Much of the apparent intelligence of creatures' behaviour is due to their interaction with a complex environment, and the environment of social creatures includes others. So maybe intelligence, including human intelligence, is due mainly to interactions with those others, rather than purely internal cognitive processes?
This is the authors' thesis, leisurely and discursively expounded from two directions. Firstly, they explain various models and experiments of human intelligence and social psychology that demonstrate how important are interactions with others. Much of that interaction seems to involve learning from (copying) successful observed behaviours. So they take a second direction of using simple computer simulations to demonstrate this -- based on the "swarm algorithm". This is motivated also by flocking algorithms that show how complex and lifelike behaviour patterns can emerge from application of a few very simple rules: each particle in the swarm looks to its "neighbours", and moves towards the "better" ones. In addition to being a simple simulation of social intelligence, the swarm algorithm is also very successful at solving computationally hard problems -- where "better" is some externally-imposed fitness function to be optimised. Unlike the "flocking boids" style simulations, the identity of the neighbours are fixed -- the particles swarm around only in problem space, and look to a fixed topology of neighbours. This makes things a little easier to compute, as the algorithm doesn't have to search through the population to discover who is "closest", and allows a topologically nearby neighbour to be far away in problem space, with the possibility of it having found a much better solution. It also makes the algorithm look like a kind of cellular automaton.
This is all very interesting indeed, but does leave a slight feeling of incompleteness.
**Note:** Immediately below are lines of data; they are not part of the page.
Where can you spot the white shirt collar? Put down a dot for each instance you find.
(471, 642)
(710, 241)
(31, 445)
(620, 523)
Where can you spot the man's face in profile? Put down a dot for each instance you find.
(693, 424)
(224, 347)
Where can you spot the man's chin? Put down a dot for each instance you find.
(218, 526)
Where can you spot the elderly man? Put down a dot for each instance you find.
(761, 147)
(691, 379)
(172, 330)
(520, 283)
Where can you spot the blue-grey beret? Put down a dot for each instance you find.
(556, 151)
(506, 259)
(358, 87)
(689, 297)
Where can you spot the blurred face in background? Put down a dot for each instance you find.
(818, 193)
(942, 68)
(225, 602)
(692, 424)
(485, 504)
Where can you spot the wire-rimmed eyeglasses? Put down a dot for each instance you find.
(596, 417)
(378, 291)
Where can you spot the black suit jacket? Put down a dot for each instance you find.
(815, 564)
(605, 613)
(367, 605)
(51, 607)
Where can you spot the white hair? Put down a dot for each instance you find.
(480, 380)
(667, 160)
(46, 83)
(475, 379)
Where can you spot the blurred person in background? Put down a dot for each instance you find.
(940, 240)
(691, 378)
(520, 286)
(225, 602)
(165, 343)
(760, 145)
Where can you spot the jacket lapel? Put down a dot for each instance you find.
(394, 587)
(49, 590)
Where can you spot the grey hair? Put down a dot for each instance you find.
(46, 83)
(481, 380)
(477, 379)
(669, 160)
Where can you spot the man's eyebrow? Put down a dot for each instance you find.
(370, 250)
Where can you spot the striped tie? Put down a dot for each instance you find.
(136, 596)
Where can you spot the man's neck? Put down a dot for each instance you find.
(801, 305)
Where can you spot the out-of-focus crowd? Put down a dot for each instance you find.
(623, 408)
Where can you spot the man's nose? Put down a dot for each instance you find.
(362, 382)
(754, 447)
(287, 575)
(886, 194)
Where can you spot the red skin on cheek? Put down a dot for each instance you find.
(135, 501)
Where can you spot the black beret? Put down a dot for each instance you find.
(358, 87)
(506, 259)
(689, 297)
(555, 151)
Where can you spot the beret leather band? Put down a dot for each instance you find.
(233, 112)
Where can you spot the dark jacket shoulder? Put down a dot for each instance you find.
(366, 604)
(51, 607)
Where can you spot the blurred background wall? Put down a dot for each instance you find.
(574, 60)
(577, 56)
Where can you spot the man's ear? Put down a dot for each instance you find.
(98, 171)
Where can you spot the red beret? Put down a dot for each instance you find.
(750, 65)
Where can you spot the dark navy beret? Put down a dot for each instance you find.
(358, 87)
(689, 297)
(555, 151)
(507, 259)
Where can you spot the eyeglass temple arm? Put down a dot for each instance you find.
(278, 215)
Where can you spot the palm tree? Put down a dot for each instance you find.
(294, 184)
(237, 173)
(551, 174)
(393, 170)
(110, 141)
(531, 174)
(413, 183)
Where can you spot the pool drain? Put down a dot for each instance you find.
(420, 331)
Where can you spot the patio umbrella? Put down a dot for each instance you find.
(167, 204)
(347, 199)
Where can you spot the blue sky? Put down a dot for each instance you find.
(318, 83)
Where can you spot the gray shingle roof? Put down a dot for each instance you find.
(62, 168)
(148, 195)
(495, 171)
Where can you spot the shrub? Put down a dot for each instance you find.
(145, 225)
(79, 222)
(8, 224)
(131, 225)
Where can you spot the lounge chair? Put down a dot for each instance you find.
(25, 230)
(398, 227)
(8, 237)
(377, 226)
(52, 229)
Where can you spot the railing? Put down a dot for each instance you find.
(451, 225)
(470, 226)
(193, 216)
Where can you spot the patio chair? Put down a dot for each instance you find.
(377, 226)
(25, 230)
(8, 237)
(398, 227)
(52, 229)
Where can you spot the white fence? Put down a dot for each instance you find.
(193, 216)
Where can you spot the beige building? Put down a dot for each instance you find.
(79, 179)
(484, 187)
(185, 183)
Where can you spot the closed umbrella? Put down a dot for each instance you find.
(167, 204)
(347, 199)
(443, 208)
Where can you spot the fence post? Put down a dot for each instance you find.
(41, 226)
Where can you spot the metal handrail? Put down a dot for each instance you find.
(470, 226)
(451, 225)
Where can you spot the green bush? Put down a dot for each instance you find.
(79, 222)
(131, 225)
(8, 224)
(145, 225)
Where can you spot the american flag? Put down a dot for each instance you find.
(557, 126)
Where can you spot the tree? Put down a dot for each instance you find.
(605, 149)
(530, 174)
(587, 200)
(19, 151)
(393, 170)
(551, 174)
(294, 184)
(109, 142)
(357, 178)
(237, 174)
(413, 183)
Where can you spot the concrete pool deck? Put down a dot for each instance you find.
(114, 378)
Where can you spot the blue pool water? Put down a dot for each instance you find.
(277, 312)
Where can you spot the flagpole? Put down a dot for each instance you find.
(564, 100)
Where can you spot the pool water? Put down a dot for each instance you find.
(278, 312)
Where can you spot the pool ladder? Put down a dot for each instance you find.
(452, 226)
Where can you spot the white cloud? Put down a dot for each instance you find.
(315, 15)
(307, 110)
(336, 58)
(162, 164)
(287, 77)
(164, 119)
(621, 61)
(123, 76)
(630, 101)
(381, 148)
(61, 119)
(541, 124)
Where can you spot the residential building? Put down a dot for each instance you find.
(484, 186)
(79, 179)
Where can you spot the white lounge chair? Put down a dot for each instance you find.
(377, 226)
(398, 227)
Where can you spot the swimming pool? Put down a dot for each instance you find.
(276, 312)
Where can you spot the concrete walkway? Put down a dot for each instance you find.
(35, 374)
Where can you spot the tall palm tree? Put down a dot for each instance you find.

On the one hand, we have all the fascinating discussion of human social interactions (and what about the octopus? it is rated as highly intelligent from its problem solving abilities, yet it is not a social creature), and on the other we have an incredibly simple algorithm used to optimise difficult functions. The two stories don't quite seem to meet in the middle. (Although, to be fair, the authors do note this is still early days in the development of the swarm algorithm, and that it is also a relatively small development of evolutionary algorithms.)
I was surprised, after the analogy with enormous "swarms" of insects, birds, fish, and so having a mental picture of thousands of particles, to discover quite late on that the algorithm tends to use population sizes of around 50. There is not much discussion of the effect of population size, so I don't know whether higher population sizes converge faster, but not fast enough to be computationally advantageous, or whether they converge slower, maybe because mob effects discourage further explorations? In either case, I merely note that the natural maximum size of effective human groups appears to be around 50-100. (This is probably not significant -- the 50 for human groups comes from the amount of networking we seem to be able to handle, yet the topology of the swarms is usually a ring, with a neighbourhood of three, and any influence from further afield being indirect. But it's a fun coincidence.)
So, there's lots here to think about, a nice new optimising algorithm to play with, and further information and code available on the Web.